In 1985, he returned to JBL, serving five years as an applications engineer for JBL Professional. While at JBL he consulted on sound system designs and designed audio systems for clients including television networks, performing arts auditoriums, municipal stadiums, amusement parks, and hundreds of large and small churches across the U.S.

In 1989, the R&D department at Walt Disney Imagineering recruited Daniels.

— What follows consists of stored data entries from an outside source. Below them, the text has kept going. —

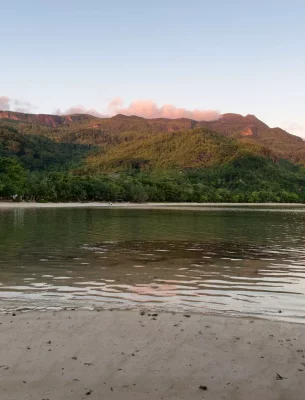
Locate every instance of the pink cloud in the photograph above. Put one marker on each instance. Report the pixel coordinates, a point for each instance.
(144, 108)
(149, 109)
(9, 104)
(5, 103)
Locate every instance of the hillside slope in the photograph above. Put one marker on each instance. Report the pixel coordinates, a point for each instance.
(86, 129)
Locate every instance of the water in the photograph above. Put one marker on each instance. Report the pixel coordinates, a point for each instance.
(232, 260)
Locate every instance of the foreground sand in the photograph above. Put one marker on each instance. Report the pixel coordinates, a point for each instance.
(125, 355)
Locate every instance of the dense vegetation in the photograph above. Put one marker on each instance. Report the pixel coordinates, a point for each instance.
(39, 153)
(248, 179)
(138, 165)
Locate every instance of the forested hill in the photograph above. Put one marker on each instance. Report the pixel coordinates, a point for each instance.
(80, 158)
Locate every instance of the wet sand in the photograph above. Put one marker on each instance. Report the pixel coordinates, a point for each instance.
(126, 355)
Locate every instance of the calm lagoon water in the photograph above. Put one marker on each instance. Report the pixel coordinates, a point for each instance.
(232, 260)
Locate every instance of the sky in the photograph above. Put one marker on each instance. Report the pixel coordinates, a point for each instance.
(169, 58)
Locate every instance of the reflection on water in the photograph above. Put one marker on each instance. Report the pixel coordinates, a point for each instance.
(234, 261)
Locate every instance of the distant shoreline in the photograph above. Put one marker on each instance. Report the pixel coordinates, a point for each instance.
(142, 205)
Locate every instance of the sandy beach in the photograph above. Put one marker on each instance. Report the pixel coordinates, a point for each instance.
(178, 206)
(126, 355)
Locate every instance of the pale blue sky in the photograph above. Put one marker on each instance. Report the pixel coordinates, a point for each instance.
(244, 56)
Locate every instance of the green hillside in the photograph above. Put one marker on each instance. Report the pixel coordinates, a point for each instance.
(124, 158)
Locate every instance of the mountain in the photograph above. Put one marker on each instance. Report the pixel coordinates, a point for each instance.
(129, 158)
(86, 129)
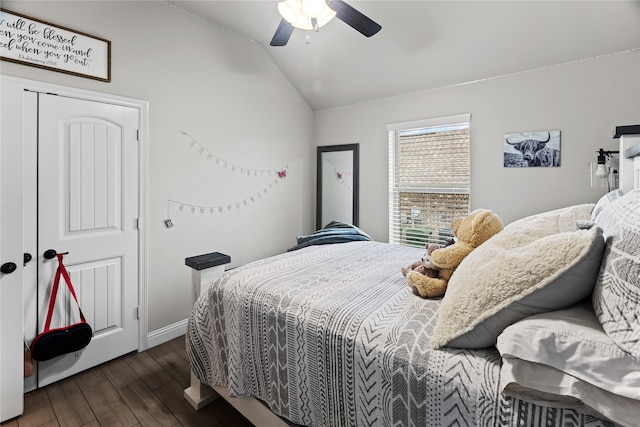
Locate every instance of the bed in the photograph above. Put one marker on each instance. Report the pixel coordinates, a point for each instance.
(330, 335)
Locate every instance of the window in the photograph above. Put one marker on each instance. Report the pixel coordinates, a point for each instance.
(429, 179)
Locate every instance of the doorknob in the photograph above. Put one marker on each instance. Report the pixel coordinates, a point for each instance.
(50, 253)
(8, 267)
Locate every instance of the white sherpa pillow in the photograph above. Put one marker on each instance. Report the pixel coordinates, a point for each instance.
(519, 272)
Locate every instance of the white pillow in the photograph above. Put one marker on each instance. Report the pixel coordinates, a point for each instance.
(529, 267)
(573, 341)
(546, 386)
(605, 201)
(616, 295)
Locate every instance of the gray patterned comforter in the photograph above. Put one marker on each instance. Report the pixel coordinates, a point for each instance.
(332, 336)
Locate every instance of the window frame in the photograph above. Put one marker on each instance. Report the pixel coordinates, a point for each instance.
(395, 190)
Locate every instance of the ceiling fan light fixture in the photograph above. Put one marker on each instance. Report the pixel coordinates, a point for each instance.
(289, 10)
(313, 8)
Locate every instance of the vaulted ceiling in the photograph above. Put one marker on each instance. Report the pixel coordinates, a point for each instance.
(429, 44)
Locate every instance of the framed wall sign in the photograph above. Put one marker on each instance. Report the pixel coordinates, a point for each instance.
(29, 41)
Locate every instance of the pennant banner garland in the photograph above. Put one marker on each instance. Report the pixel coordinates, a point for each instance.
(345, 178)
(200, 149)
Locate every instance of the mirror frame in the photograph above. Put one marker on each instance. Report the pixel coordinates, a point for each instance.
(355, 148)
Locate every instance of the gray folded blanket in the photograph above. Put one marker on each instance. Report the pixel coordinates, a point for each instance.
(334, 232)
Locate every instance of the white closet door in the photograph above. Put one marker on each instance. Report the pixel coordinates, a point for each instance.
(88, 162)
(11, 354)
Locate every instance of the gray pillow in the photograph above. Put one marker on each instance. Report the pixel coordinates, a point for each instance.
(616, 295)
(530, 267)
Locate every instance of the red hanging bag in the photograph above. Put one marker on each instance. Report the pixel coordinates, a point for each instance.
(52, 343)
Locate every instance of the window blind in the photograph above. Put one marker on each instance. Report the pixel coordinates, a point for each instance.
(429, 181)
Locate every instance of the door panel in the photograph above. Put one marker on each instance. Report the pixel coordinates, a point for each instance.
(88, 204)
(11, 250)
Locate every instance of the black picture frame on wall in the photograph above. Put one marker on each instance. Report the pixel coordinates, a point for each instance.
(36, 43)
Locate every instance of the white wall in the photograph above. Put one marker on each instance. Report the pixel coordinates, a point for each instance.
(225, 92)
(585, 100)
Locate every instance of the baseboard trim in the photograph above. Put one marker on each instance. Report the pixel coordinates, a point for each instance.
(169, 332)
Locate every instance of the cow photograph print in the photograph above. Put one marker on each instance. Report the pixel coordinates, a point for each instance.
(527, 149)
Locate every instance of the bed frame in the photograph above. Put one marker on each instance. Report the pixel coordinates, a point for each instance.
(199, 395)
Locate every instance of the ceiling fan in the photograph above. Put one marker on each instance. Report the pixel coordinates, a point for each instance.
(313, 14)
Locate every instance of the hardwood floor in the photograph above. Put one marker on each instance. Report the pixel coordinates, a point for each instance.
(138, 389)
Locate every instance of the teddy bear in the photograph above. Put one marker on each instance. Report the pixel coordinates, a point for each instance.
(423, 266)
(470, 231)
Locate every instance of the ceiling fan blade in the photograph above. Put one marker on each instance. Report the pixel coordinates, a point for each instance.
(355, 19)
(282, 35)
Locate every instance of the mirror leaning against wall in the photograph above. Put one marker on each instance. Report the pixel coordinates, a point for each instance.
(337, 184)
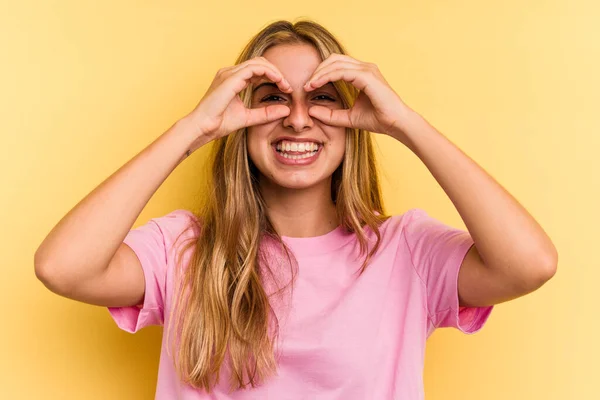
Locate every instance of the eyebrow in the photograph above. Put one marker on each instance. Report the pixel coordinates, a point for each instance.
(274, 85)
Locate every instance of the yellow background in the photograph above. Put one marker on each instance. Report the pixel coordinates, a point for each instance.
(85, 85)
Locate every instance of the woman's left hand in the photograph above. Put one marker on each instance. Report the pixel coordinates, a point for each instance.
(377, 108)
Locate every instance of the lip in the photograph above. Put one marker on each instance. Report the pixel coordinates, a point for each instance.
(289, 161)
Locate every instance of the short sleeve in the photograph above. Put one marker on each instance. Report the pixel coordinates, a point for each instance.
(437, 252)
(153, 244)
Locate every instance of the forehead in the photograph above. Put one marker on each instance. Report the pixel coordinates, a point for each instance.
(296, 62)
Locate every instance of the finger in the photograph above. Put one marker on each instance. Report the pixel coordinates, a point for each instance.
(332, 58)
(262, 115)
(240, 79)
(331, 117)
(268, 64)
(351, 73)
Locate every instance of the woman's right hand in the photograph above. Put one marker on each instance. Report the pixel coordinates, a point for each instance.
(221, 111)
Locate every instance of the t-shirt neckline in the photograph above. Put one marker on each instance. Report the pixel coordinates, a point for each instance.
(330, 241)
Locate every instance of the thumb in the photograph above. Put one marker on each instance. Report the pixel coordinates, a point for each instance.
(331, 117)
(262, 115)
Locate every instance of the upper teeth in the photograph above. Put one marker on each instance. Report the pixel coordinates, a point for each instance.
(295, 146)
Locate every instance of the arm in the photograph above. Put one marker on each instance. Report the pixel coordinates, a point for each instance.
(512, 255)
(73, 260)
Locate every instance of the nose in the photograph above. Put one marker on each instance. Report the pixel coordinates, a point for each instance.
(298, 118)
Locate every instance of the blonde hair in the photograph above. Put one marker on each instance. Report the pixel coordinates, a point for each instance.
(220, 304)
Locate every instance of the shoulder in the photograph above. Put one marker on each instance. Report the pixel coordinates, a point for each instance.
(397, 223)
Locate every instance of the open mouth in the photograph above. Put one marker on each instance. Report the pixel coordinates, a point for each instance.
(296, 152)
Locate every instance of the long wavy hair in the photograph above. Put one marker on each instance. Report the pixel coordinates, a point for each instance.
(221, 314)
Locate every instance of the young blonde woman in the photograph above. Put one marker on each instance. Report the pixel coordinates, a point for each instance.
(290, 281)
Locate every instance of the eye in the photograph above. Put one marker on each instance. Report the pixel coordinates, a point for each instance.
(324, 97)
(270, 98)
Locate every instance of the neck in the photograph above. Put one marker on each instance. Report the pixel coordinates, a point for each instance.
(305, 212)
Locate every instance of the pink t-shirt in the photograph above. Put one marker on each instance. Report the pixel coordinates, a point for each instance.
(346, 336)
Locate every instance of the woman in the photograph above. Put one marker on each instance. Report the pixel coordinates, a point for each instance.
(291, 282)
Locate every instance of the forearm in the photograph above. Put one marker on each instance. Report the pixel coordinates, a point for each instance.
(505, 234)
(84, 241)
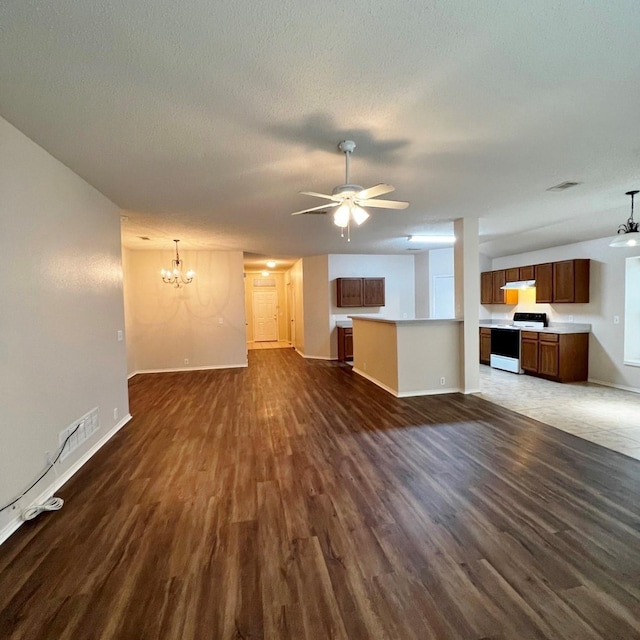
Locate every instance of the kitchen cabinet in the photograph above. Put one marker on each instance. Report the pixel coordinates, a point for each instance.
(486, 287)
(544, 282)
(529, 351)
(360, 292)
(373, 292)
(349, 292)
(345, 343)
(485, 345)
(571, 281)
(560, 357)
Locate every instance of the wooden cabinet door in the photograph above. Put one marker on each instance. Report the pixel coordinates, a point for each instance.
(544, 282)
(549, 364)
(373, 292)
(486, 287)
(499, 280)
(563, 281)
(485, 345)
(529, 352)
(349, 292)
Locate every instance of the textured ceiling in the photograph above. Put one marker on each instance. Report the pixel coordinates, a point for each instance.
(203, 120)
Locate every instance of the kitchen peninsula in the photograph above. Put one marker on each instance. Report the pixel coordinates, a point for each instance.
(409, 357)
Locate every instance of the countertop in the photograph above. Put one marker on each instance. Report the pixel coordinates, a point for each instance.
(406, 321)
(554, 327)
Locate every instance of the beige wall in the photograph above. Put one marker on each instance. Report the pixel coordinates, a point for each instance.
(316, 307)
(62, 309)
(606, 343)
(295, 280)
(203, 322)
(280, 289)
(400, 290)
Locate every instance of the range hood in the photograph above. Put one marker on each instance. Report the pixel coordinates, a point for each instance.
(520, 284)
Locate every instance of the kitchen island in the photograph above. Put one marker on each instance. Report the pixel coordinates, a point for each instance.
(409, 357)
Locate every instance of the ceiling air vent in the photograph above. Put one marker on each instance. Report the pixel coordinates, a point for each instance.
(564, 185)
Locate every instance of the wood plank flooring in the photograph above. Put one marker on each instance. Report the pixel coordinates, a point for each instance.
(295, 500)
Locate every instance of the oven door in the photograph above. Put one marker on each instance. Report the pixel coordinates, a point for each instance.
(505, 349)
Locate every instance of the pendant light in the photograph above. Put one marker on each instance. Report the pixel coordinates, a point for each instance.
(174, 275)
(628, 235)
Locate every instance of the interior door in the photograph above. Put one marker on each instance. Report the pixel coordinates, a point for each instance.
(265, 316)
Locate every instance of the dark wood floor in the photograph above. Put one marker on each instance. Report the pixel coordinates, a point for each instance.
(294, 500)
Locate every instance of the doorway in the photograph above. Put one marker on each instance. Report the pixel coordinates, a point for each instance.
(265, 316)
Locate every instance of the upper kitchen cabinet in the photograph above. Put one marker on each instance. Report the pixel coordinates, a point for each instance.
(544, 282)
(360, 292)
(373, 292)
(571, 281)
(486, 287)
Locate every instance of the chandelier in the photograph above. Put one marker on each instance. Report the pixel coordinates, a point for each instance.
(627, 232)
(174, 275)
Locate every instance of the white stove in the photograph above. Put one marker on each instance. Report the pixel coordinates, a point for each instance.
(505, 340)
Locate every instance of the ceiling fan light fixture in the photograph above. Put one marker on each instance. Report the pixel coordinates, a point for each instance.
(341, 216)
(628, 235)
(359, 215)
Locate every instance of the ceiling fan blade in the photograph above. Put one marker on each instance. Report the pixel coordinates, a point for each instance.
(375, 191)
(328, 205)
(315, 194)
(384, 204)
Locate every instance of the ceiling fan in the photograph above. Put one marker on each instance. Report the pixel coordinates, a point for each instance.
(351, 198)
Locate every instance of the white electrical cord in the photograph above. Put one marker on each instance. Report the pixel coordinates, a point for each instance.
(52, 504)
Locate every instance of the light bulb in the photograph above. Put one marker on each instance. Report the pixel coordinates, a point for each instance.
(341, 216)
(359, 215)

After two years in that position, he then focused on the new EuroDisney construction, and was appointed principal electroacoustic engineer in the Imagineering A/V department, where he subsequently filed several patents on electroacoustic, DSP and optical technologies, while designing park-wide audio systems for and working at EuroDisney outside Paris.

The Educator
Daniels was twice elected chairman of the Audio Engineering Society’s Los Angeles section (1983 and 1991), presented numerous AES Convention technical papers/workshops, was an invited guest speaker at AES section meetings throughout the nation and produced and served as convention chair of technical tours and loudspeaker workshops.

Drew Daniels in his home studio with a TASCAM DA-RA1000 DSD recorder, a format he much preferred to PCM digital.

Daniels taught performance sound system design and audio engineering at the Aspen Recording Institute as an invited visiting lecturer, was a staff instructor of loudspeaker and acoustics technologies and critical listening at the University of Southern California, and taught physics, electronics, audio engineering and recording engineering theory at UCLA Extension for 15 years. He contributed to various audio trade magazines, including Mix, and as an avid audio history enthusiast, served on the committee selecting inductees for the TECnology Hall of Fame.

Finding His Own (Sound) Path
In 1992, Daniels formed a consulting firm, Sound Path Labs, which specialized in electroacoustical component and system design, test and measurement. He has three patents to his credit, including a stereo-in-a-box technology he licensed to Fender Musical Instruments, and a super-woofer loudspeaker designed to replace three conventional units, the subject of patents for Aura Systems. A microphone enthusiast/collector, Daniels also designed a new ribbon mic with a user-serviceable element.

Sound Path Labs developed into a commercial recording/mastering studio and post facility that released or mastered hundreds of CDs, a 90-minute film documentary with full surround soundtrack, and various CD/DVD authoring projects. SPL voice-over clients included Phil Proctor, Elliot Gould and Clint Eastwood. Among SPL’s recent recording sessions were jazz greats Roger Kellaway and Dave Frishberg, for whom Daniels recorded, mixed and mastered CDs for release on IPO Records and Arbors Records. In 1995 Daniels was nominated for a “Best Recording” Grammy Award for one of Kellaway’s projects.

Drew Daniels will long be remembered by his many friends and associates in the audio industry and will surely be missed by all, including fellow members of the Hollywood Sapphire Group. He is survived by Jane Daniels, his wife of 31 years. A memorial service is planned, but details were unavailable at press time.

George Petersen is Mix magazine’s executive editor.